As far as the life-threatening dental condition is concerned, that may sound like a joke, but it wasn’t exaggerated at all. While suffering from the flu one day, I suffered a dizzy spell and collapsed to the tile floor in my bathroom. I don’t really remember how it happened, exactly, but I bashed my jaw in the process and broke several teeth. Before I could see a dentist to get any work done, my entire lower jaw (and most of the upper jaw) became infected. Treatment (which involved three bridges, caps on all my teeth, six tooth extractions — three of which were wisdom teeth — and two dozen root canals) left me ill for most of a year (did I mention that novocaine — or whatever painkiller the dentist favored — left me ill for days afterwards?). The dentist told me that the reason my teeth were so vulnerable was a congenital (inherited) defect in the enamel of my teeth — a flaw my father and grandfather both were known to suffer from (and one which may have contributed to their deaths, if the link between poor dental health and heart disease is accurate).

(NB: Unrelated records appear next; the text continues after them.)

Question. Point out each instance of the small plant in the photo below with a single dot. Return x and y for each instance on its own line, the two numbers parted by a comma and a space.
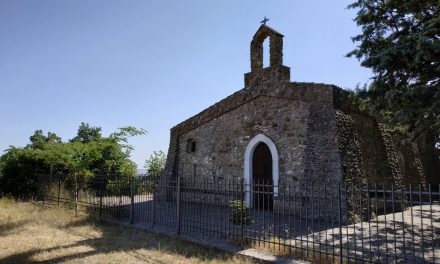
240, 213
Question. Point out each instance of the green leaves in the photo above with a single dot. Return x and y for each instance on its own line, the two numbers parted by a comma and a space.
400, 42
87, 155
156, 164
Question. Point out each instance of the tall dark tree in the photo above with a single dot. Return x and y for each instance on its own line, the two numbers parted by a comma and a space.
400, 42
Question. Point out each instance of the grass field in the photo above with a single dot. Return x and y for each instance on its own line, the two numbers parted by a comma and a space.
33, 233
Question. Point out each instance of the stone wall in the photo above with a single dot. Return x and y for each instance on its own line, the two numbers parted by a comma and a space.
221, 142
409, 160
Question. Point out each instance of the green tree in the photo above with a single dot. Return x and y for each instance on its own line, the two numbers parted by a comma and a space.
155, 164
400, 42
88, 155
38, 139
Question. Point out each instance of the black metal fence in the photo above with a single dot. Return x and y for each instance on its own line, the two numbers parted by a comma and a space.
328, 222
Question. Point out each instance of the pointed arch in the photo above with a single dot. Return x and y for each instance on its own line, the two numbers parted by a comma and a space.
248, 165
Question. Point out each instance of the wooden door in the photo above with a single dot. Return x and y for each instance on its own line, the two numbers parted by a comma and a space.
262, 178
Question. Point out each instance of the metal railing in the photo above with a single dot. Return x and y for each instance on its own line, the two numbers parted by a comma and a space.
330, 222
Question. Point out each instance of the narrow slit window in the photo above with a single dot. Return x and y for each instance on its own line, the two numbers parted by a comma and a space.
191, 146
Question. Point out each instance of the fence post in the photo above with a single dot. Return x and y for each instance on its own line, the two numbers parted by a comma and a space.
59, 190
132, 201
153, 220
242, 210
340, 222
178, 206
101, 187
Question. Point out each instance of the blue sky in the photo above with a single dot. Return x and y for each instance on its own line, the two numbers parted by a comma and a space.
152, 64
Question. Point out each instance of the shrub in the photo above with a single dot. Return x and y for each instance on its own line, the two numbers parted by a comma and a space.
240, 213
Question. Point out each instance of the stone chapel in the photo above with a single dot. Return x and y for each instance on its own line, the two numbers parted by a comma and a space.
275, 130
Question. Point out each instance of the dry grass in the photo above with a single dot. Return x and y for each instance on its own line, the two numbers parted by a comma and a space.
33, 233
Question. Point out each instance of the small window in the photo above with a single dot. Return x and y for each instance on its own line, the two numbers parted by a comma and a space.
191, 145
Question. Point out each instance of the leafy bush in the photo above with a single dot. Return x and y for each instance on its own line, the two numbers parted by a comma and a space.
240, 213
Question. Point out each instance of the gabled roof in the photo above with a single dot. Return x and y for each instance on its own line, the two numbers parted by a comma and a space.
263, 28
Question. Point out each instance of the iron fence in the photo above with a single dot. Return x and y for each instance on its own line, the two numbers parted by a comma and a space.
329, 222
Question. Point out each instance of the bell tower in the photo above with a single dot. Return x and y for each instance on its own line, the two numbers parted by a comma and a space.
276, 72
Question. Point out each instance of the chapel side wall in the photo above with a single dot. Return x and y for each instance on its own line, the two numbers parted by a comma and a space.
221, 142
409, 160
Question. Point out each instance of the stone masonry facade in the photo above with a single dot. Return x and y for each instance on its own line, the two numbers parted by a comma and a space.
319, 134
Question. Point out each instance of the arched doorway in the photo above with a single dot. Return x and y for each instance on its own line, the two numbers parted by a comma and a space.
262, 181
267, 148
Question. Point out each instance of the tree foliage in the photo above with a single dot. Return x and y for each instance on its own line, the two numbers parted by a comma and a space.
156, 164
400, 42
87, 155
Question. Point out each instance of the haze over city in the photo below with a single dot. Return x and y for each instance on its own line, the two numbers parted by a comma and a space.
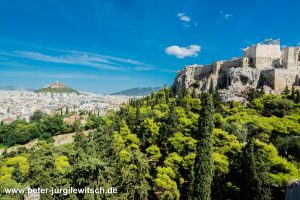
108, 46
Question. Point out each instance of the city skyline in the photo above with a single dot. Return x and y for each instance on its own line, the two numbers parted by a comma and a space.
105, 47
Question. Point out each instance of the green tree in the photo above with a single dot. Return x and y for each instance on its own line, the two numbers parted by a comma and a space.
256, 182
211, 87
17, 174
203, 169
37, 116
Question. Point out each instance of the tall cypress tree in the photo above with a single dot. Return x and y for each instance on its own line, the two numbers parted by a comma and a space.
298, 96
211, 87
203, 169
255, 179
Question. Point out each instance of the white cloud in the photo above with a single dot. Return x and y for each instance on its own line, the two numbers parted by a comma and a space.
183, 17
182, 52
225, 15
44, 74
88, 59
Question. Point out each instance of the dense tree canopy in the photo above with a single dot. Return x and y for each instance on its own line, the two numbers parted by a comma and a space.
149, 148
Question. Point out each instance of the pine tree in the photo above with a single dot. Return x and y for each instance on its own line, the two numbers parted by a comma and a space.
193, 95
16, 174
255, 180
211, 87
298, 97
203, 169
293, 95
286, 91
170, 125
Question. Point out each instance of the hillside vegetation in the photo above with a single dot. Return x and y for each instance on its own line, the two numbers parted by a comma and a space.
166, 147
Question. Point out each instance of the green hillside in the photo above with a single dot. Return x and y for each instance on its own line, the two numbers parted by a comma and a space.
56, 87
164, 147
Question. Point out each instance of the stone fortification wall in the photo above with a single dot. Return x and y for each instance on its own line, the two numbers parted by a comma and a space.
283, 78
291, 57
263, 50
263, 66
267, 77
265, 63
204, 71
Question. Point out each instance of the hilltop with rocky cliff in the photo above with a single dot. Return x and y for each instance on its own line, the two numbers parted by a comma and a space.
264, 66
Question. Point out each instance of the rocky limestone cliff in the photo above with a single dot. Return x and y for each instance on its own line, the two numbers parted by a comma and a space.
263, 67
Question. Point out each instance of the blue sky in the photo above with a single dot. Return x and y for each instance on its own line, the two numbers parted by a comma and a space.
107, 46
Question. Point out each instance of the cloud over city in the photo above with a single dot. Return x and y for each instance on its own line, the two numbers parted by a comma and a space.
183, 17
182, 52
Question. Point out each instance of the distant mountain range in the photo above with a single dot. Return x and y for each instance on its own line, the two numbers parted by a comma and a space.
138, 91
11, 87
57, 87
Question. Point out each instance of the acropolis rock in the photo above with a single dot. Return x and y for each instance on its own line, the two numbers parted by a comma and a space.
264, 65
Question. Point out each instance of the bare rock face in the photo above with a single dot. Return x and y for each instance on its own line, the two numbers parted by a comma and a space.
263, 67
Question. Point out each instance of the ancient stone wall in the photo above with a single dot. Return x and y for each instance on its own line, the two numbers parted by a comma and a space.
263, 50
204, 71
291, 57
283, 78
267, 77
265, 63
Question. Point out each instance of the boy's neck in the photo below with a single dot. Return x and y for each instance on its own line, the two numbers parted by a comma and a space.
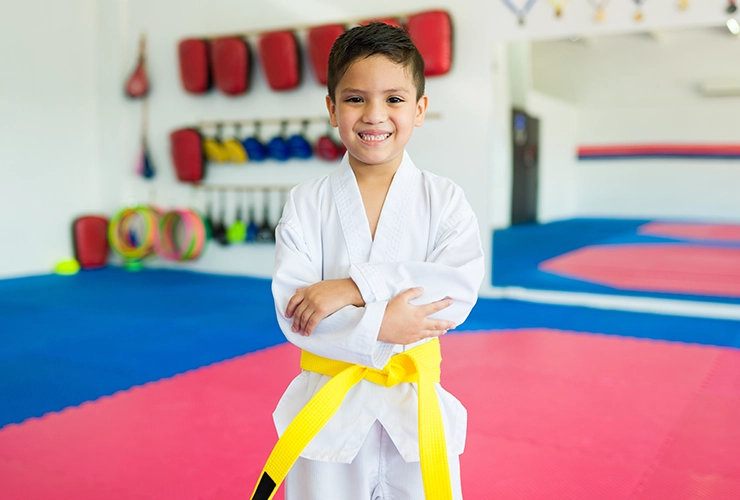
375, 174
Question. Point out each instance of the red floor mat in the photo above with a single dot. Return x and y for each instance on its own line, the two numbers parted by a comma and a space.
709, 232
552, 415
672, 268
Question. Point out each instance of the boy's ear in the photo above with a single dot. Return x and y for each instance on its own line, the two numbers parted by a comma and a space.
421, 110
332, 108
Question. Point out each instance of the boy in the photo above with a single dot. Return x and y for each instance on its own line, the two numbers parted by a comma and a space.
372, 264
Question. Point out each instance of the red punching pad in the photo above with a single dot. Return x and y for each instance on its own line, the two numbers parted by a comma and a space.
230, 60
194, 65
90, 240
187, 154
320, 40
281, 60
389, 21
431, 31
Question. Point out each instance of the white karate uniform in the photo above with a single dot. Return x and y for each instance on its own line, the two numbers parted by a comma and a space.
428, 236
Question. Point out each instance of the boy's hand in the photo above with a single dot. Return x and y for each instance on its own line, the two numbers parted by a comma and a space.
405, 323
312, 304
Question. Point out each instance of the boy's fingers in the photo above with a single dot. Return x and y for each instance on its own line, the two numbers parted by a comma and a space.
297, 317
412, 293
293, 303
437, 306
307, 328
432, 333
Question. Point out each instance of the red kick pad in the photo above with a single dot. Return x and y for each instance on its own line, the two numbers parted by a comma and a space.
281, 60
588, 416
672, 268
320, 40
194, 65
432, 34
90, 240
707, 232
230, 58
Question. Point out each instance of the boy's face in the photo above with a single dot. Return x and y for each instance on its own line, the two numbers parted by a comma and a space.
375, 111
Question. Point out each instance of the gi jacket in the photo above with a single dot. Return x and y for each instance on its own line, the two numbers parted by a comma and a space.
428, 236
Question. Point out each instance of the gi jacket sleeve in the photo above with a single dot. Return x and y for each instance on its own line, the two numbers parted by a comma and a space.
350, 334
454, 267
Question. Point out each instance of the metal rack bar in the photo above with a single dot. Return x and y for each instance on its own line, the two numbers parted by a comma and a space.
280, 121
245, 187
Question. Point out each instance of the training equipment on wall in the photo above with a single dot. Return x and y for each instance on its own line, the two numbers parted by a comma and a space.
320, 40
254, 147
187, 154
194, 60
245, 199
281, 59
280, 55
432, 33
231, 65
520, 12
144, 166
90, 241
137, 85
181, 235
132, 232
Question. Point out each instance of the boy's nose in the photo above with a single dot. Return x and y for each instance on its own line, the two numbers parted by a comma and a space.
374, 113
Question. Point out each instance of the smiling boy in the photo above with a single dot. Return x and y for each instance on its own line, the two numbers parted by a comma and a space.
373, 263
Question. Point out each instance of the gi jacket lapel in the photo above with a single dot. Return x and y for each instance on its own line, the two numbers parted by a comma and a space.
393, 217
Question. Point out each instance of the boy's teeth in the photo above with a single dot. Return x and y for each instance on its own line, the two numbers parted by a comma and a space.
369, 137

It should be noted that, according to many surveys (including such authorities as the Author’s Guild), the average author earns far less annually than a full-time minimum wage job. These surveys aren’t exactly trustworthy, however. Either they focus primarily on part-time writers who may traditionally publish only one book every other year, or they are self-selecting by people in only one segment of the market (such as “High Literature” or “Poetry”), or they include ALL authors (including those who don’t actually publish anything), or they are self-selecting among a community that is atypical, or — as with the Authors Guild survey, they are all-of-the-above.
While I had been scribbling stories and the like for years — mostly fanfiction — it was only after recovering from my “life-threatening dental condition” that I started seriously pursuing a career as an author. And while it took quite a while after that before my first book was launched, I don’t regret my decision one bit. The only thing I do regret was not moving to self-publishing sooner; I spent far too many years in slush piles waiting for answers that never came. As a consequence of waiting so long to get published, I wound up starting too many series; rather than work on sequels to the books under submission, I decided I would start something new. I wrote quite a few things, not all of which is publishable.
What I did, eventually, decide was worth keeping were the first books of three series: In Treachery Forged (Book I of The Law of Swords; Book 2 will be out soonish), The Kitsune Stratagem (published but, due to sales, I’ll probably hold off on the sequels for a bit), and The Merrimack Event (Book I of the Shieldclads series; sales figures will determine how quickly I get around to sequels). I know a lot of authors who would say three series were too many to juggle at once.
This is just a draft; I may include some things more or cut some things out. Let me know what you think, because there’s still plenty of time to change things.